Obama aparece muito bem no grampo. O governador o xinga abertamente e, numa passagem, faz um desabafo que soa como elogio ao presidente eleito e seus assessores: "Eles não estão querendo me dar nada além de gratidão. F... eles!". Mas isso não é tudo. Chicago, a cidade onde escoa todo esse esgoto de corrupção, é o berço político de Obama. É ali que está instalado o quartel-general de sua equipe de transição. É ali que Obama mora. Em 2002, quando concorreu ao primeiro mandato, o governador teve a prestativa assessoria de Obama. Em 2006, na reeleição, já havia sinais sólidos de que Blagojevich era um larápio, mas Obama voltou a apoiá-lo. Além disso, um dos operadores da bandidagem do governador é o picaretaço Antoin Rezko, já condenado por dezesseis acusações de corrupção e esperando sentença para ir em cana. Rezko ajudou Obama a comprar sua casa em Chicago e também já arrecadou dinheiro para suas campanhas, numa proximidade tenebrosa. Obama garante que não negociou sua vaga com o governador, mas um de seus principais assessores, David Axelrod, dissera antes, quando isso não tinha implicação criminosa, que Obama vinha conversando com Blagojevich. Na semana passada, Axelrod disse que se enganara. Dos seis candidatos à vaga de Obama, também foi identificado o "candidato 1". Tudo indica que seja Valerie Jarrett, amiga de longa data dos Obama, que chegou a ser cogitada para o cargo até o presidente eleito dizer que preferia tê-la como auxiliar na Casa Branca, e não no Congresso. Será que Valerie Jarrett ou seus representantes entraram na ciranda de corrupção do governador? As dúvidas que persistem precisam ser esclarecidas, porque o que realmente importa é saber se Obama passou pelo esgoto sem se sujar.

Scott Olson/Getty Images
SEMPRE EM CHICAGO
O sorridente é Antoin Rezko, o de chapéu é Al Capone: qualquer semelhança não será mera coincidência

Desde os tempos de Al Capone, Chicago tem fama mundial de ser uma cidade corrupta, espalhando suas práticas criminosas para todo o estado de Illinois. Rod Blagojevich é o sétimo governador de Illinois a ser preso ou indiciado por corrupção na história política do estado. Seu antecessor, o republicano George Ryan, cumpre hoje pena de seis anos e meio numa cadeia no estado de Indiana. Ryan roubava até em emplacamento de caminhão. "Há muito tempo existe a cultura na política de Illinois de que o dinheiro compra acesso e influência, e a lei fez pouco para melhorar isso", disse a VEJA Dennis Hutchinson, professor de direito da Universidade de Chicago e autor de um livro premiado sobre o ministro Byron White, da Suprema Corte, do qual foi assessor jurídico.
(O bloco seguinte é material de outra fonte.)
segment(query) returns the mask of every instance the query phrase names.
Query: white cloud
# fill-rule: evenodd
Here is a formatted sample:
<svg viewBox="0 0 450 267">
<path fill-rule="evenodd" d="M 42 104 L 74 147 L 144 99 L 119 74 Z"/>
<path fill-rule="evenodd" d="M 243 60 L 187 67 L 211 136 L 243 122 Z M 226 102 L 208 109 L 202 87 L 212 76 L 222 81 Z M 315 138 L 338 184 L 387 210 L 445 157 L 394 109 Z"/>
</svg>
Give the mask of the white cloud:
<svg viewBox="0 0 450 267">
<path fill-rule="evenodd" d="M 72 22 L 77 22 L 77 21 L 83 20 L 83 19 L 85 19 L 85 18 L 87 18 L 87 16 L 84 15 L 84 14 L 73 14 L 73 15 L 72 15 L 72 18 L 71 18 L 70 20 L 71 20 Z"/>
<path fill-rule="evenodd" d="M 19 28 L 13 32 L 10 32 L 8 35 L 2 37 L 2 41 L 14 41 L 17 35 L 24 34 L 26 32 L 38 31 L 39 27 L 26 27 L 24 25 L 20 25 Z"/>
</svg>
Apesar da fama e do histórico, Illinois não é considerado o estado mais corrupto dos Estados Unidos. Tradicionalmente, as apostas se dividem entre Louisiana e Mississippi. (Louisiana teve um governador que, falando em uma universidade, nos anos 30, declarou-se ladrão e benemérito: "Eu roubo dinheiro, mas muito do que roubei acabou em pontes, hospitais e até na construção desta universidade".) Illinois, ainda que não seja o campeão nacional em corrupção, é certamente um competidor de peso. No meio do tiroteio da semana passada, como acontece em lugares assolados pela corrupção, o governador disse que ficaria no cargo. Foi pressionado por republicanos e democratas a renunciar ou se afastar, mas resistiu. "Não fiz nada de errado", alegou. Com certeza, é assim que pensa Blagojevich. Afinal, no julgamento que condenou o picaretaço Antoin Rezko, há dois anos, surgiu a suspeita de que até a filha do governador recebeu dinheiro de fornecedores. A menina tinha 7 anos de idade.